Configuration Management
Configuration management is the discipline of identifying, recording and controlling the components, settings and versions that make up a product, software system or IT environment, and of keeping that information consistent over the whole lifecycle. In an ERP context it appears in two distinct guises: as product configuration management on the engineering side, where the valid structure and variants of an item are governed, and as IT configuration management, where the parameters and customising of the system itself are documented.
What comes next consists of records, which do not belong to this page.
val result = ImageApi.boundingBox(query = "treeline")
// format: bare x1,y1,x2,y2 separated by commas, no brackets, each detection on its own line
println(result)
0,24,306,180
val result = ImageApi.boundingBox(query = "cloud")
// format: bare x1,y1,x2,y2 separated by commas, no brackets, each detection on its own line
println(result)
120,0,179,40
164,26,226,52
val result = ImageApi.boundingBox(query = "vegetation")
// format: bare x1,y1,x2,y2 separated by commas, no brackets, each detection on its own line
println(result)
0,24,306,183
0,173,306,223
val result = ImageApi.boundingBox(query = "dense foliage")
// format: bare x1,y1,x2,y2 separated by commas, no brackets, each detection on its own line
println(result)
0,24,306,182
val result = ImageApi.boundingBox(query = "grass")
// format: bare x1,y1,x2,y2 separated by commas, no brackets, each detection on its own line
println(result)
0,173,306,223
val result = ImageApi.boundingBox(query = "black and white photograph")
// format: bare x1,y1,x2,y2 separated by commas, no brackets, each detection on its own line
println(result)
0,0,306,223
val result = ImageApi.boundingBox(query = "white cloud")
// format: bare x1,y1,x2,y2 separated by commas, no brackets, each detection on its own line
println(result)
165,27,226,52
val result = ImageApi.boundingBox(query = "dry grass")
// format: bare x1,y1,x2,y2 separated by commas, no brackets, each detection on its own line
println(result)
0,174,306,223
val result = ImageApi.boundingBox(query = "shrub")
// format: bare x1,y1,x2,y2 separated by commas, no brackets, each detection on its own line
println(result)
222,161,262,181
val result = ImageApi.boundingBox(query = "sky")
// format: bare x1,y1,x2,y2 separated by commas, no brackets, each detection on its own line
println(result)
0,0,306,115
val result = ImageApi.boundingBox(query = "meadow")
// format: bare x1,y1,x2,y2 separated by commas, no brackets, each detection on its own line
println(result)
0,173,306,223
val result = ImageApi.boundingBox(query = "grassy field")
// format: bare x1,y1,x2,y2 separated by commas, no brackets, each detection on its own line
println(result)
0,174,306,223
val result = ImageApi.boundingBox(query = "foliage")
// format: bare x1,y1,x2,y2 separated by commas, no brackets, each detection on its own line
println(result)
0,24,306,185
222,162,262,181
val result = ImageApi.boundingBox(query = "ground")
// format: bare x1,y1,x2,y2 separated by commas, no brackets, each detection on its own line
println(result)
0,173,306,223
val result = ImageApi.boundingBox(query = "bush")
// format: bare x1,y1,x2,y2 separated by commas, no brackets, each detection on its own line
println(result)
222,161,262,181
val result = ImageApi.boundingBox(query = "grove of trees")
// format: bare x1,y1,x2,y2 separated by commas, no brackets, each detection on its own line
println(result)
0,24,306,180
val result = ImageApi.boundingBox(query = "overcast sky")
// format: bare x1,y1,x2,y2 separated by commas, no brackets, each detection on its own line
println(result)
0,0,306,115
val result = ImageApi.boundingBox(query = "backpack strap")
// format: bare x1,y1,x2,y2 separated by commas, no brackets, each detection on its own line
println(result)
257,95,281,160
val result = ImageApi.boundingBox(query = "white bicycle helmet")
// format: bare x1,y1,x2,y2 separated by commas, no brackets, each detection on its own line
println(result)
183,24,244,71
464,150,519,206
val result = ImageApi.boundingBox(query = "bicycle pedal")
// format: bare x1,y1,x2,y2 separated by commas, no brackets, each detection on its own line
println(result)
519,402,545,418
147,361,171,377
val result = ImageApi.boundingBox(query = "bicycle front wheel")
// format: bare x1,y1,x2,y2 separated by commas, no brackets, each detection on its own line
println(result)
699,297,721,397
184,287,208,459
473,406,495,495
The common goal is a known, reproducible state, so that changes can be planned, approved and traced rather than happening silently.
- Term
- Configuration Management
- Entity type
- Process / governance discipline
- Domain
- Product lifecycle and IT governance
- Canonical definition
- Configuration management is the discipline of identifying, recording and controlling the components, settings and versions that constitute a product, software system or IT environment, and of keeping that information consistent and traceable throughout its lifecycle.
- Classification
- Configuration management is a governance discipline that maintains a known, reproducible state of products and systems; on the engineering side it links to the bill of materials and engineering change management.
- Related terms
- Engineering change management, Bill of materials, Variant manufacturing, CPQ, Customising, Audit trail, Master data management
- Source / maintainer
- erp-software.org editorial team (independent, vendor-neutral)
What Configuration Management is NOT — disambiguation
- Not change management: Change management governs how a single change is requested and approved, whereas configuration management maintains the overall recorded state that changes act upon.
- Not an audit trail: An audit trail logs discrete events after they happen, while configuration management describes the structural state and versions of the system itself.
- Not customising: Customising is the act of adapting a system to requirements, whereas configuration management is the discipline of documenting and controlling those adaptations over time.
- Not master data management: Master data management governs the quality of business records such as customers and items, while configuration management governs the components, settings and versions of products and systems.
What configuration management covers
Configuration management answers a deceptively simple question: what exactly is in use, in which version, and why. To do that it defines configuration items (the things being controlled), captures a baseline (the agreed reference state), and records every authorised change against that baseline. In manufacturing and engineering this is closely tied to the bill of materials and to engineering change management, which governs how a product structure is allowed to evolve. In IT and ERP operations the same idea governs system parameters, master-data settings and customising.
Product versus IT configuration management
The two readings overlap but serve different audiences. Product configuration management ensures that a manufactured or engineered item is built from a defined, valid set of parts and options; it underpins variant manufacturing and is the data foundation a CPQ tool relies on when it assembles a valid quote. IT configuration management, by contrast, treats the running system as the object under control: which release is deployed, which modules are active, which settings deviate from the standard. Both depend on disciplined version control and a clear record of who changed what.
Typical activities
- Identification — defining configuration items and giving them stable identifiers and version markers.
- Control — routing changes through a defined approval process rather than ad-hoc edits.
- Status accounting — keeping an accurate record of the current and historical state of each item.
- Verification — auditing that the documented configuration matches reality.
Why it matters for ERP and audits
A well-kept configuration record is what makes a system reproducible after a migration, recoverable after a failure, and defensible in an audit. It supports data migration by documenting the source state, and it complements an audit trail, which records discrete events, by describing the structural state those events act upon. In regulated environments the principle of a controlled, documented configuration is also a building block of GxP validation and of procedure documentation. Done poorly, configuration drifts: undocumented settings accumulate, nobody is sure why the system behaves as it does, and every change becomes a guess. Done well, it turns the configuration into an asset that can be reasoned about, versioned and rolled back. It is a process and governance discipline first, and only secondarily a tool: software can store the data, but it cannot supply the organisational decision about which changes are permitted and who approves them.
Related Topics
Frequently Asked Questions
How strict should transport-management discipline be?
For production-impacting systems, very strict — no exceptions, no 'quick fixes' in production. Every change flows through the transport process with proper approval and testing. For sandboxes and development environments, looser rules are appropriate to support exploration and learning.
Can we automate configuration testing?
Increasingly yes. Tools like Tricentis Tosca, Worksoft, Eggplant Test and Selenium-based frameworks can automate functional testing of ERP changes. Modern cloud ERPs (Microsoft Dynamics 365, SAP S/4HANA Cloud) include built-in test-automation capabilities. Investment payback varies; manufacturers with complex regulated processes see strong ROI on test automation.
What is the right cadence for configuration deployments?
Mid-market mature operations typically deploy major configurations monthly with smaller hotfixes weekly. Larger operations move toward continuous deployment patterns adapted from software engineering. Less mature operations sometimes accumulate weeks of changes into large deployments, which carries higher risk and slower feedback.